BP, Royal Dutch Shell and BG Group are poised to bid for a stake in a giant Indian gasfield worth up to $2billion (£1 billion).

Tomorrow, India’s state-owned Gujarat State Petroleum Company (GSPC) is to take expressions of interest from international oil companies for up to 30 per cent of the fields which it has named Deen Dayal, or Saviour of the Poor.

The auction is one of the most promising opportunities international oil majors have had to gain a foothold in India’s gas-rich Krishna-Godavari basin. Situated off the East Coast of India, the basin has been dubbed India’s North Sea.

BP is looking to India as it faces disappointment in Russia, where its rights to a huge gasfield in Siberia are under threat. The Kremlin is expected to revoke its licence for the Kovykta field within days.

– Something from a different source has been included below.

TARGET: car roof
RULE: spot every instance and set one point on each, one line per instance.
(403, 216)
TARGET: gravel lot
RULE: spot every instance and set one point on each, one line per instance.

The Deen Dayal sale is part of a drive to exploit India’s oil and gas reserves, which are largely undeveloped.

GSPC has estimated Deen Dayal’s reserves at up to 20 trillion cubic feet of gas, which would make it the largest hydrocarbon discovery yet made in India.

The company is halfway through a 14-well drilling programme to verify its reserves, which have yet to be independently audited.

The company hired Swiss investment bank UBS to run the sale.

Bidders are being asked to put in indicative offers tomorrow. They will then be allowed to examine additional data on the field before submitting a single binding bid towards the end of the summer.

This could bring the British companies head to head with US oil giant ExxonMobil as well as national oil companies such as Brazil’s Petrobras, Norway’s Statoil and Malaysia’s Petronas.

The oil industry’s interest in India was sparked after Reliance Industries discovered a 11.2 trillion cubic feet gasfield in the Krishna-Godavari basin in 2002. Cairn Energy then had success in Rajasthan in 2004.

Recently, the New Delhi government has invited foreign firms to take part in several bidding rounds to win licences for exploration blocks around the country.

Previously, India’s reputation for fearsome bureaucracy, coupled with the dominant position and poor exploration record of the state-controlled Oil and Natural Gas Corporation (ONGC), kept international oil majors away.